Nel 271, Serdica divenne la capitale della nuova provincia della Dacia Aureliana e, in seguito a una divisione nel 285, servì come sede della Dacia Interna. La città divenne in seguito la capitale della diocesi settentrionale della Dacia, quando la diocesi di Misia fu scissa. Nella seconda metà del III secolo, Roma aveva cessato di essere l’epicentro politico dell’Impero, spingendo gli imperatori a risiedere in diverse città di provincia. Serdica fu una delle località preferite dagli imperatori Galerio e soprattutto Costantino I. La predilezione di Costantino per Serdica era ben documentata; Come riportato da Pietro Patrizio, Costantino una volta dichiarò: “Serdica è la mia Roma”, sottolineando la sua predilezione per la città.
Nel IV secolo, sotto il regno di Costantino il Grande, Serdica subì una significativa trasformazione architettonica. Costantino avviò ampi progetti di costruzione all’interno della città, in particolare nella parte sud-orientale dell’area racchiusa dalle mura cittadine. Sostituì i quartieri residenziali esistenti con quello che gli archeologi oggi chiamano il “quartiere costantiniano”, un notevole complesso architettonico dell’epoca. Questo quartiere comprende la Rotonda di San Giorgio, l’edificio più antico di Sofia ancora intatto. Inoltre, la più antica chiesa cristiana conosciuta a Serdica, situata sotto l’attuale basilica di Santa Sofia, risale anch’essa a questo periodo, segnando un’epoca significativa nell’architettura religiosa della città.
Il Concilio di Serdica, convocato nel 343 d.C. dall’imperatore d’Occidente Costante e dall’imperatore d’Oriente Costanzo II, mirava a risolvere la discordia teologica tra i cristiani ortodossi e gli ariani. Questo concilio riunì più di 170 vescovi provenienti da tutto l’Impero, insieme ai loro seguiti, in un’importante riunione all’interno della città. Nonostante questi sforzi, il concilio non riuscì a conciliare le divergenze tra le due fazioni, costringendo i vescovi ariani a lasciare Serdica e a riunirsi nuovamente a Filippopoli. Questo evento sottolinea l’importanza di Serdica come centro cruciale per il dibattito teologico paleocristiano e il suo ruolo nella più ampia storia religiosa dell’Impero Romano.
La chiesa di Santa Sofia
Tra la fine del IV e il VI secolo, Serdica resistette a diverse invasioni, tra cui quelle dei Visigoti alla fine del IV secolo, degli Unni a metà del V secolo e degli Slavi e degli Avari nel VI secolo. Mentre questi attacchi devastarono le campagne circostanti e distrussero le prospere proprietà terriere, Serdica stessa rimase relativamente indenne. La resilienza della città portò a un aumento della densità edilizia; Le abitazioni iniziarono a invadere aree precedentemente designate come strade e piazze, a indicare un’espansione urbana adattativa alle pressioni esterne.

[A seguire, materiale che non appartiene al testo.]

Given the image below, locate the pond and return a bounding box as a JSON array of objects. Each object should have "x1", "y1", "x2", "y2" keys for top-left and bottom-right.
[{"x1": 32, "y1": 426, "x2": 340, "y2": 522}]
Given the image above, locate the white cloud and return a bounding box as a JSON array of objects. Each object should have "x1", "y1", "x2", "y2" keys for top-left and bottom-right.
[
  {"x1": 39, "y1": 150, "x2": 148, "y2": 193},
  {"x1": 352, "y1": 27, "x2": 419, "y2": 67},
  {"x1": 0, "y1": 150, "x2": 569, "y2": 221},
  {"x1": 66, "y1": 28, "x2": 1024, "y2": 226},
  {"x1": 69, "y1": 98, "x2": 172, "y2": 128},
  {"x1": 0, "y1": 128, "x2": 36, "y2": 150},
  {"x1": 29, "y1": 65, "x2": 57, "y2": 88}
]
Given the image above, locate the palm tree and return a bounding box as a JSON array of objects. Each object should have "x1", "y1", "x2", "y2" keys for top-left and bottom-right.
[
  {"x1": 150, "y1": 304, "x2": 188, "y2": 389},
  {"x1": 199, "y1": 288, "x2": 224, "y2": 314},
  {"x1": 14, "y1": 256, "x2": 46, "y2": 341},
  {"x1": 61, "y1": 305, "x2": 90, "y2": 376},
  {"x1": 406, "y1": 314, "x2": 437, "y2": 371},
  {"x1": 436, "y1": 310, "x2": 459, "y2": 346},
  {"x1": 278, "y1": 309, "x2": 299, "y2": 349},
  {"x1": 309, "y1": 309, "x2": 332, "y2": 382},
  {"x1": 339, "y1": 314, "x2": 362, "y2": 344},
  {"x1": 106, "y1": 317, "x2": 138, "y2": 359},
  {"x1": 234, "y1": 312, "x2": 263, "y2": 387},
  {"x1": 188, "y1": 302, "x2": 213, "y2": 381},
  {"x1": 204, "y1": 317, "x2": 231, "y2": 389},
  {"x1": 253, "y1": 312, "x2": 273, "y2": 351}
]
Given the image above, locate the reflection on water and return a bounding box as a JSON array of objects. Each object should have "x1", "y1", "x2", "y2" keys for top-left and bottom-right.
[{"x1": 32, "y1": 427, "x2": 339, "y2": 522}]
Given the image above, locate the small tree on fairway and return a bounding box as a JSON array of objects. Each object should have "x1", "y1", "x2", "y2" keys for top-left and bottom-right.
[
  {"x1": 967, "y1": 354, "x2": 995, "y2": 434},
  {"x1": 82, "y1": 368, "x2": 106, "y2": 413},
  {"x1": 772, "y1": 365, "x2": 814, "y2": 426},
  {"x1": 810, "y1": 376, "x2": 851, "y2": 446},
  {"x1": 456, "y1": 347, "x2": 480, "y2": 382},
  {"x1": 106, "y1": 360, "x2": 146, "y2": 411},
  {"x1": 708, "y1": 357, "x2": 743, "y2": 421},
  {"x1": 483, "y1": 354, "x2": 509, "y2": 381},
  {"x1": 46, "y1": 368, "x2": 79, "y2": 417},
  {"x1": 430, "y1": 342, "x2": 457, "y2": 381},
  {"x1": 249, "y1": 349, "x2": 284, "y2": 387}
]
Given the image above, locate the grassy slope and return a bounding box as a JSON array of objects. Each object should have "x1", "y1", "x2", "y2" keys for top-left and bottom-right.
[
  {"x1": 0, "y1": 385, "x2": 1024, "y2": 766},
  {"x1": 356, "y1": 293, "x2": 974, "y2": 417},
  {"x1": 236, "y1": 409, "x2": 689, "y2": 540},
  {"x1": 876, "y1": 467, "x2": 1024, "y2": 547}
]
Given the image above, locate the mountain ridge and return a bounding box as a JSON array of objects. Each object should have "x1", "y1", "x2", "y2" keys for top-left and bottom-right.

Dopo la divisione dell’Impero Romano nel 395, Serdika si trovava all’interno dell’Impero Romano d’Oriente, o Impero Bizantino. Fu tra le numerose fortezze balcaniche rafforzate durante il regno dell’imperatore Giustiniano il Grande (527-565). Fu probabilmente durante il regno di Giustiniano che fu costruita anche la grandiosa basilica di Santa Sofia, che ancora oggi si erge come simbolo del patrimonio architettonico della città. Nonostante la sua importanza e la sua resistenza in questi tempi tumultuosi, le testimonianze dettagliate dello sviluppo di Serdika nei successivi due secoli e mezzo rimangono scarse, lasciando una lacuna nella narrazione storica di questa città longeva.